8. An instantaneous learning soft measurement modeling device based on global optimization, comprising:

the calculation module is used for calculating weighted Euclidean distances between the acquired query data and all samples in a preset auxiliary variable data set according to a preset input variable weight matrix, fusing the weighted Euclidean distances into a collaborative representation regular term to obtain a target collaborative representation model, and calculating a weight matrix of each historical sample in the preset auxiliary variable data set by using the target collaborative representation model;

the prediction module is used for establishing a weighted ridge regression model according to a target training data set and the weight matrix of each historical sample, fusing the target collaborative representation model and an optimized target of the weighted ridge regression model, and calculating a weighted ridge regression model coefficient of the preset auxiliary variable data set and the query data; and calculating the predicted value of the query data by using the weighted ridge regression model coefficient.

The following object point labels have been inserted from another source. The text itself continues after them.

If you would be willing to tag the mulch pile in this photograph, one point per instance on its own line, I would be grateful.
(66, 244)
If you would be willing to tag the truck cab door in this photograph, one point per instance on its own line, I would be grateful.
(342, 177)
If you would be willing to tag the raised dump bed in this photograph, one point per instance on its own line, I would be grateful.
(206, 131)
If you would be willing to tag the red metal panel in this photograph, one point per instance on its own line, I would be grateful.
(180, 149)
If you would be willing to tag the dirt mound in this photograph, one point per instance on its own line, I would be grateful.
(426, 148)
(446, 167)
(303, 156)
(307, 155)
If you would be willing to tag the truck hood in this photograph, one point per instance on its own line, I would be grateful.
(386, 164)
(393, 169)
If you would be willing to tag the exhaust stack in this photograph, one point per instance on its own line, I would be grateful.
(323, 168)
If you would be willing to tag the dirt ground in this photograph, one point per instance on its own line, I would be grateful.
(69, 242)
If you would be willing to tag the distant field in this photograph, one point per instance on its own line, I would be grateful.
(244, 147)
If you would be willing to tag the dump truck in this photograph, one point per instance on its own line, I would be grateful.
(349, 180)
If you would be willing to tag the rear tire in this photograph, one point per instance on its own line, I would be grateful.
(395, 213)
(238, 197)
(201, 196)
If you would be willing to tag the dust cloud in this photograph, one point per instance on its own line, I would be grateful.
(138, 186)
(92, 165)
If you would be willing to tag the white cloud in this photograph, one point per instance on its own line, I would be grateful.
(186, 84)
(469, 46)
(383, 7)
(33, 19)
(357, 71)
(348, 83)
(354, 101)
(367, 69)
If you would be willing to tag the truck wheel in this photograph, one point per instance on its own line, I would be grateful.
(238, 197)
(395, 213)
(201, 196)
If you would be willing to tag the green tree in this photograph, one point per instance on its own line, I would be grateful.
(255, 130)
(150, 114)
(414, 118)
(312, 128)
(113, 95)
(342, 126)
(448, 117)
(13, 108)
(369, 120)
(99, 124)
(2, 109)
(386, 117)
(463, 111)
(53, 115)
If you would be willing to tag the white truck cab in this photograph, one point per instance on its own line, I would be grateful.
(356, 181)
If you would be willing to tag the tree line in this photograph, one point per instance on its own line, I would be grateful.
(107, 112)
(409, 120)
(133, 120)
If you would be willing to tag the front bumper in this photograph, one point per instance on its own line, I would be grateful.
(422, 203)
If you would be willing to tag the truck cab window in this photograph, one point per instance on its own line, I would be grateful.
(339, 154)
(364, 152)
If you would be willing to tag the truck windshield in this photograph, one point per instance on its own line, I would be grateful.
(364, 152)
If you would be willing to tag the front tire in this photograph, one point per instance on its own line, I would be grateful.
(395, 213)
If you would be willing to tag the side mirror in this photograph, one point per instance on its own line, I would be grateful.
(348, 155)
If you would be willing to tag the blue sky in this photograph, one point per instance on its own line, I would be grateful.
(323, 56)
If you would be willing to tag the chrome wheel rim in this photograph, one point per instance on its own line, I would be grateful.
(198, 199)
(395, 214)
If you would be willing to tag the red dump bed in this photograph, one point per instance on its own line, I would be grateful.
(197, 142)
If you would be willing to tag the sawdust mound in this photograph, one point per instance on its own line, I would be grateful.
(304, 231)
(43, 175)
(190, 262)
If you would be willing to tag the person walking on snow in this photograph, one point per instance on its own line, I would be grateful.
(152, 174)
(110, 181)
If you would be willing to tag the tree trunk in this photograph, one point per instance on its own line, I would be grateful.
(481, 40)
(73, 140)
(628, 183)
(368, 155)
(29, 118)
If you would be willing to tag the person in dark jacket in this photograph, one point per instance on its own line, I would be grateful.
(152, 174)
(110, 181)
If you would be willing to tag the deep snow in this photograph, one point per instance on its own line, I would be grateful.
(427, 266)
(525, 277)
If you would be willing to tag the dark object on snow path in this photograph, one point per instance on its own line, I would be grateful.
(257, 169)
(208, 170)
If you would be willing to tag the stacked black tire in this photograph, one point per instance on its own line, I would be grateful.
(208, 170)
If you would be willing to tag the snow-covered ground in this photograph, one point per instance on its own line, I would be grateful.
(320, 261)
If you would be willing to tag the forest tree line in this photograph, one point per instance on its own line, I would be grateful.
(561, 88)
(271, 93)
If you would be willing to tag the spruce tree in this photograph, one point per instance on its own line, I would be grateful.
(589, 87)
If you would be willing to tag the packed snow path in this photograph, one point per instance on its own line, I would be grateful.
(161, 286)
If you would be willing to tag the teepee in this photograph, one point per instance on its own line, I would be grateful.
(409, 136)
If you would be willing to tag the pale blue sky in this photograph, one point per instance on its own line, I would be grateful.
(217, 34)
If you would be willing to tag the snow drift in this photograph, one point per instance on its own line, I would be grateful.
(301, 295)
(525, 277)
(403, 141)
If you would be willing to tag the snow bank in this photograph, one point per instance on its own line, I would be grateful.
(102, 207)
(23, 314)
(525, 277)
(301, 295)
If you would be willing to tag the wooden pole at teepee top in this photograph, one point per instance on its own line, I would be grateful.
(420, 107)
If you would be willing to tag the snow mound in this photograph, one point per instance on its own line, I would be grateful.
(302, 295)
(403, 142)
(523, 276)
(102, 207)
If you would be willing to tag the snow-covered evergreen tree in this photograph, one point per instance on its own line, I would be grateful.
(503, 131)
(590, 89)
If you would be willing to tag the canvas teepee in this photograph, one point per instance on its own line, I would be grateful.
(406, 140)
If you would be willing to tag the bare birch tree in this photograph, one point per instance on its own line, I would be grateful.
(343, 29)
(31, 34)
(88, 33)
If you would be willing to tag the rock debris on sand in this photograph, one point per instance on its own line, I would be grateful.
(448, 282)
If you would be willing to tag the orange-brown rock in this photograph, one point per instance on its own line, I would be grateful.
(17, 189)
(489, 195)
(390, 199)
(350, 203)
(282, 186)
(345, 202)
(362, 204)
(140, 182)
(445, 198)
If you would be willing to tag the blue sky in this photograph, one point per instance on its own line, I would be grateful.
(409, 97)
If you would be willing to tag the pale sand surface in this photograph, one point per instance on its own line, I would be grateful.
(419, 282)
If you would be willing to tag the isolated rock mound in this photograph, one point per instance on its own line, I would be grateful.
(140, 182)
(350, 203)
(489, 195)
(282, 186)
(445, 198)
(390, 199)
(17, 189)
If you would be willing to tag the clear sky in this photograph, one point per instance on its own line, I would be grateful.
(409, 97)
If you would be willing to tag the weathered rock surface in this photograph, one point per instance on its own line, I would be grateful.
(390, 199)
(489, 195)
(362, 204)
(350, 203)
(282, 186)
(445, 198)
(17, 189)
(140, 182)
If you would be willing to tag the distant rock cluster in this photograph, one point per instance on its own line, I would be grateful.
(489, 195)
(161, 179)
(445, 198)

9. The apparatus of claim 8, further comprising:

the construction module is used for constructing and storing the preset auxiliary variable data set in the industrial process;

the analysis module is used for analyzing the preset auxiliary variable data set to obtain a real quality variable value corresponding to each sample in the auxiliary variable data set;

and the preprocessing module is used for constructing an initial training data set according to the auxiliary variable data and the real quality variable value, and carrying out standardization processing on the training data set to obtain the target training data set.

10. The apparatus of claim 9, wherein the normalization process is:

wherein the content of the first and second substances,

for a data set that needs to be normalized, the function mean (-) represents the mean of the rows of the computation matrix, and the function std (-) represents the standard deviation of the rows of the computation matrix.

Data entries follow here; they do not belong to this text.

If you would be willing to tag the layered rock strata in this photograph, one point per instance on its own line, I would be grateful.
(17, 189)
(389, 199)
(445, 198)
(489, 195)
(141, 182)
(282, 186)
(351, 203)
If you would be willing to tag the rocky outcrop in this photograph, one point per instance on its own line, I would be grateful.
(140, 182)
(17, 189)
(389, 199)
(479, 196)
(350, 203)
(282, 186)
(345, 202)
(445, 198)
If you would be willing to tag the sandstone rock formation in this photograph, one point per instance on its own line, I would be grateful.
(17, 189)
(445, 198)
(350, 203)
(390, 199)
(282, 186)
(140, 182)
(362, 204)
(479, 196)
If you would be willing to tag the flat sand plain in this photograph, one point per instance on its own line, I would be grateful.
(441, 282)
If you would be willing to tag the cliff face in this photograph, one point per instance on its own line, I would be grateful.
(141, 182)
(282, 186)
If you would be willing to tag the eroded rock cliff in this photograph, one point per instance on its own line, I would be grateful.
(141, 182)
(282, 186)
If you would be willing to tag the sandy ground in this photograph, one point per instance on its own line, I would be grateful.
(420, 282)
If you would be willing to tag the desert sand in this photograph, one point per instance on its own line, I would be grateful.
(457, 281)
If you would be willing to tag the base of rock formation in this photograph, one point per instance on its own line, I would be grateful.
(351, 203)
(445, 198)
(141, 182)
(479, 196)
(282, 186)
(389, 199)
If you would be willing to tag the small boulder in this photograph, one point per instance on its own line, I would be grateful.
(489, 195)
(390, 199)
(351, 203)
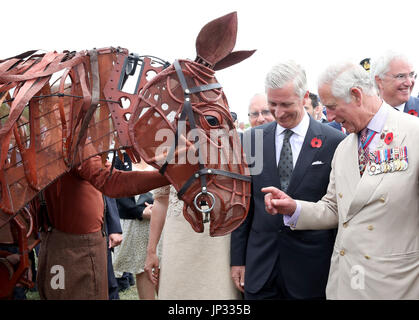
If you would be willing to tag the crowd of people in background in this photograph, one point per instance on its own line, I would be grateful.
(327, 201)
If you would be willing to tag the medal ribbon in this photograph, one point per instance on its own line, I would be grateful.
(369, 139)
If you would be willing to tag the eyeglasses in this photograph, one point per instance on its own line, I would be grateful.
(264, 113)
(403, 76)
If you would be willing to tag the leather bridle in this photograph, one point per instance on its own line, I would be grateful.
(187, 112)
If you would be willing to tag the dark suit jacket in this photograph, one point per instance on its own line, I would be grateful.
(113, 225)
(262, 238)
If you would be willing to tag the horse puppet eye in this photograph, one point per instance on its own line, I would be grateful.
(212, 121)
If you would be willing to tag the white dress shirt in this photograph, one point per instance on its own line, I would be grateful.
(296, 139)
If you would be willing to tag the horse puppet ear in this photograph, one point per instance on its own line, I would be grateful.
(217, 38)
(233, 58)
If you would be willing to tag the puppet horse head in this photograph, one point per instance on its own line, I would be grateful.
(184, 128)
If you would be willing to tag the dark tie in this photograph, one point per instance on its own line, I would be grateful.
(363, 152)
(285, 161)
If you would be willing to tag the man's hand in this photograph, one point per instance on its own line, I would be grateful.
(152, 267)
(147, 211)
(237, 274)
(277, 201)
(115, 240)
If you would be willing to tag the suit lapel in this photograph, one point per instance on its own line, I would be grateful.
(306, 156)
(269, 152)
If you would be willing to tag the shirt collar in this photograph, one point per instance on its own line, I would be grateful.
(300, 129)
(378, 121)
(400, 107)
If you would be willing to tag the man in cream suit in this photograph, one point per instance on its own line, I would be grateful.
(376, 252)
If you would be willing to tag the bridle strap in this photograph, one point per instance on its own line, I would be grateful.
(187, 111)
(206, 171)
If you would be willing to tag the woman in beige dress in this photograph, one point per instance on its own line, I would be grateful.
(193, 265)
(131, 254)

11. The apparatus of claim 8, further comprising:

wherein the content of the first and second substances,

the value of the standardized real quality variable is obtained;

W₀＝(X_LX_L ^T+λ₀×I)^-1X_LY_L

Wherein, X_L ^TAs data X_LI is an identity matrix;

12. The apparatus of claim 11, wherein the computing module is specifically configured to:

Dx_q＝W_var(x_q×1-X_L)

wherein x is_qIn order to query the data for it,

is a diagonal matrix D_i,i＝d_i,i＝1,2,…,n，

And the elements are all 1, symbols

performing two-norm operation;

b＝(X_L ^TW_varX_L+λ₁D)^-1X_L ^TW_varx_q

13. The apparatus of claim 12, wherein the prediction module is specifically configured to:

wherein the content of the first and second substances,

as coefficients of a weighted ridge regression model, lambda₂A ridge regression regularization term coefficient;

calculating the weighted ridge regression model coefficient w:

wherein the content of the first and second substances,

wherein the content of the first and second substances,

for querying data x_qThe transposing of (1).

14. The apparatus of any one of claims 8-13, further comprising:

and the expansion module is used for calculating an actual value of the query data and adding the actual value and the query data to the target training data set.

15. An electronic device, comprising: a memory, a processor and a computer program stored on the memory and executable on the processor, the processor executing the program to implement the soft metric modeling method based on ensemble optimized just-in-time learning of any of claims 1-7.

16. A computer-readable storage medium, on which a computer program is stored, characterized in that the program is executed by a processor for implementing a soft metric modeling method based on ensemble optimized just-in-time learning according to any of claims 1-7.